The second set was, if possible, even more dramatically constricting and inapposite. We were given a lush, tropical forest, which Audi in his program note says was meant to symbolize “subliminal primeval mystery.” Abdrazakov was stuck in what looked like a tree house on the upper left of the stage, which was raised to leave a rectangular space below the overhanging foliage. That space was variously occupied by his soldiers (in Act one, Scene two, evoking nothing so much as the entombed warriors of Xian), by Leone and his followers, and by Odabella and Foresto. The disempowering separation of Attila from his army seemed particularly strange for a barbarian warlord.
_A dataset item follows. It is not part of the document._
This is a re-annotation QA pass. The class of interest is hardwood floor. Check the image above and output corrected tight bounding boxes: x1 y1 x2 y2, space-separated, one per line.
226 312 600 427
The costumes – by Prada—were more runway-ish than Hun-ish or Roman. The garish accoutrements included Attila’s overly large helmet complete with headlights and a floor-length leather coat with a feather train for Odabella, who also sported a Marge Simpson beehive hairdo. The extras were skinny models in Prada boots. However, the lighting by Jean Kalman was imaginative and extremely effective, particularly in the storm scene. The stage set was pulled up leaving a brightly lit rectangle below it. Figures appeared in silhouette. It had a shadow puppet flavor and was marvelously evocative.


Muti will be conducting Verdi’s Otello in a concert performance at Carnegie Hall next season. It promises to be an extraordinary occasion. We can hope that as he takes up his position as the Music Director of the Chicago Symphony and renews his presence in the musical life of the United States, he might be enticed to return to the Met. He can certainly be assured of a rapturous reception. For those who would like to experience Muti’s Attila with a magnificent cast headed by Samuel Ramey and Cheryl Studer, the 1991 DVD is still available from Opus Arte.